Analysis of friction error in CNC machine tools based on electromechanical characteristics

Friction is a kind of inherent and nonlinear disturbance in feed systems, which inevitably deteriorates motion accuracy at velocity reversal. Position error caused by friction is integrally effected by three aspects of feed drives, including command, control, and mechanical subsystems. Unfortunately, the traditional analyses hardly consider all mentioned aspects. Especially, no research has been reported on control characteristic at reverse motion. The purpose of this paper is to reveal the generation mechanism of friction error of a feed drive based on the commercial computer numerical control with three-loop control structure and velocity feedforward and proportional-proportional-integral controllers.
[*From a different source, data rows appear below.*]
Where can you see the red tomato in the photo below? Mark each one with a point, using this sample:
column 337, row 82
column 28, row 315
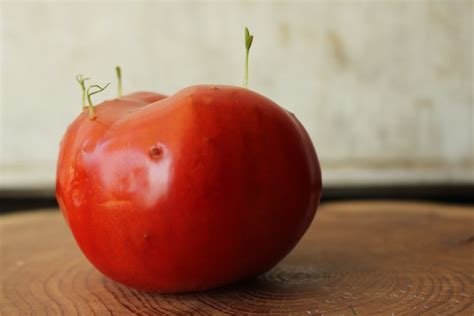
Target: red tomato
column 209, row 186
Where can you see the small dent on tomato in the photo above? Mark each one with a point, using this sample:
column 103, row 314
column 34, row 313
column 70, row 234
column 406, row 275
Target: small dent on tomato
column 156, row 152
column 207, row 100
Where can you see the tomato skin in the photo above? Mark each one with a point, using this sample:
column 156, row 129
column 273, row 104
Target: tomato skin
column 209, row 186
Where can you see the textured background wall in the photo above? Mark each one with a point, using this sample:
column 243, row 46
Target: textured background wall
column 385, row 88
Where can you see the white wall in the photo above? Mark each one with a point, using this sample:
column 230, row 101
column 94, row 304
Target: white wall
column 385, row 88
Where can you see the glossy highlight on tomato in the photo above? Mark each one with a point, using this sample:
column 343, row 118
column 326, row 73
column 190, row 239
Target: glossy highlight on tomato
column 209, row 186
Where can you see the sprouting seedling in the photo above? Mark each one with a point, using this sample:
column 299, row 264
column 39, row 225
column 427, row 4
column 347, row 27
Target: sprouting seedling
column 82, row 82
column 248, row 44
column 98, row 88
column 118, row 71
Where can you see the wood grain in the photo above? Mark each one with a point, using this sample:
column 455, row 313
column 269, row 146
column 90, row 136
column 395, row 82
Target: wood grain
column 358, row 258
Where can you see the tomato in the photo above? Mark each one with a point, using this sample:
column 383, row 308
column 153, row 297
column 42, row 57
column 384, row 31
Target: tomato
column 211, row 185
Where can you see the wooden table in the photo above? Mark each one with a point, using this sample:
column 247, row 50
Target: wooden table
column 383, row 258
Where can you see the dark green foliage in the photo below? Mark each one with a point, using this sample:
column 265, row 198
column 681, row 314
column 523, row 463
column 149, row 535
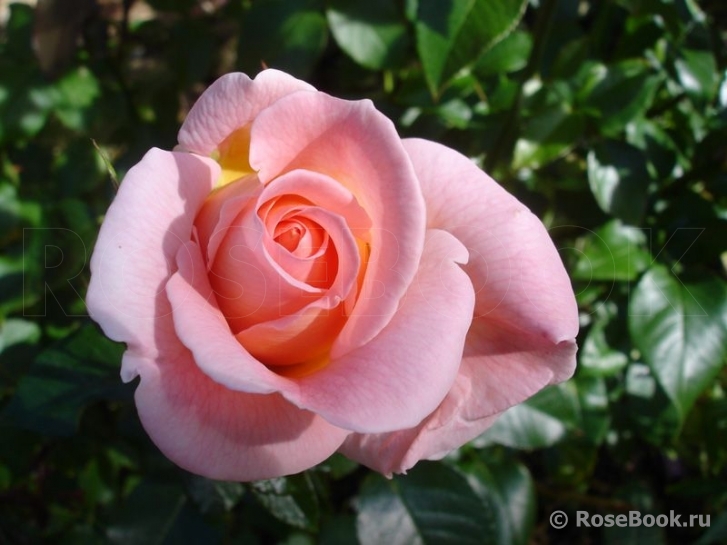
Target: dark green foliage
column 608, row 118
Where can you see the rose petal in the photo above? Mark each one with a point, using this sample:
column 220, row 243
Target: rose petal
column 401, row 375
column 213, row 431
column 522, row 340
column 517, row 273
column 220, row 209
column 148, row 221
column 377, row 172
column 370, row 389
column 293, row 339
column 230, row 103
column 203, row 329
column 249, row 285
column 500, row 368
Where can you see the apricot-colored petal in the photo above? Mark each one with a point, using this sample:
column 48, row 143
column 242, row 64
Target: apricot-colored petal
column 148, row 221
column 250, row 286
column 219, row 210
column 203, row 329
column 374, row 168
column 211, row 430
column 230, row 103
column 298, row 338
column 322, row 191
column 402, row 375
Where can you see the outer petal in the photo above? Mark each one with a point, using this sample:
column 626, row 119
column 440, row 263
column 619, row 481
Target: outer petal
column 523, row 338
column 329, row 139
column 505, row 370
column 517, row 273
column 221, row 434
column 229, row 104
column 148, row 221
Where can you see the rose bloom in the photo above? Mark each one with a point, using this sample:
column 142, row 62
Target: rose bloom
column 295, row 280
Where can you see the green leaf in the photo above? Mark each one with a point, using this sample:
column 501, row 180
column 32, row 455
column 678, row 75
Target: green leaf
column 697, row 72
column 509, row 55
column 76, row 93
column 432, row 504
column 619, row 180
column 506, row 487
column 63, row 380
column 612, row 252
column 453, row 34
column 286, row 34
column 618, row 94
column 16, row 331
column 372, row 33
column 597, row 357
column 681, row 330
column 547, row 135
column 214, row 496
column 290, row 499
column 593, row 399
column 541, row 421
column 148, row 515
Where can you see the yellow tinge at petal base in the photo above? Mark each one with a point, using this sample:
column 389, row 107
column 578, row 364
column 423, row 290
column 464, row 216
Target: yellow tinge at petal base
column 233, row 155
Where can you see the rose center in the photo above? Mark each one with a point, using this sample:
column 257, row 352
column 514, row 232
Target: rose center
column 289, row 236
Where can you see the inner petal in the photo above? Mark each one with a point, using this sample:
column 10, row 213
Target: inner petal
column 233, row 155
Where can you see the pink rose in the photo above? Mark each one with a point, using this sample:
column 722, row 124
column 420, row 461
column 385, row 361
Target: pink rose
column 296, row 280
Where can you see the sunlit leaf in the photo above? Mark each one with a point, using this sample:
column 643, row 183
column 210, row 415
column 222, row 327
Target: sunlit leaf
column 373, row 33
column 453, row 34
column 681, row 330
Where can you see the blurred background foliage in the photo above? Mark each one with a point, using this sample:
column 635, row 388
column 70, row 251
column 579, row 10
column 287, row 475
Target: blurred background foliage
column 608, row 118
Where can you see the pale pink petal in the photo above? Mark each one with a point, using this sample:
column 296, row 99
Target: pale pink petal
column 219, row 210
column 222, row 434
column 523, row 337
column 230, row 103
column 343, row 271
column 500, row 369
column 325, row 192
column 402, row 375
column 298, row 338
column 148, row 221
column 517, row 273
column 249, row 285
column 204, row 330
column 375, row 169
column 391, row 383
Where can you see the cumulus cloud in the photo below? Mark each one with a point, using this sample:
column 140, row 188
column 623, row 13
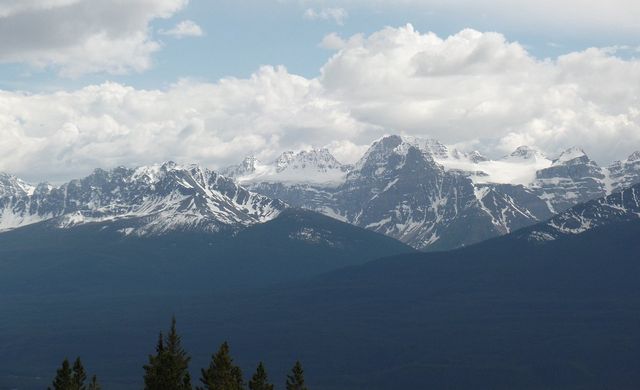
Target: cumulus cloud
column 82, row 36
column 186, row 28
column 337, row 15
column 478, row 90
Firstly, the generation process of the friction error at velocity reversal is profoundly investigated. Based on it, a simplified control model is conducted to explain transition from presliding to sliding regimes. It is the bond of analyzing friction error from command, control, and mechanical subsystems. Subsequently, the processes of presliding, acceleration, and adjustment stages are analyzed. Moreover, analytical formulas are derived to predict the durations of three stages and describe the shape of friction error. Then, the contour errors of linear and circular motion caused by friction can be predicted online. Experiments are introduced to verify the effectiveness of the proposed methods and formulations.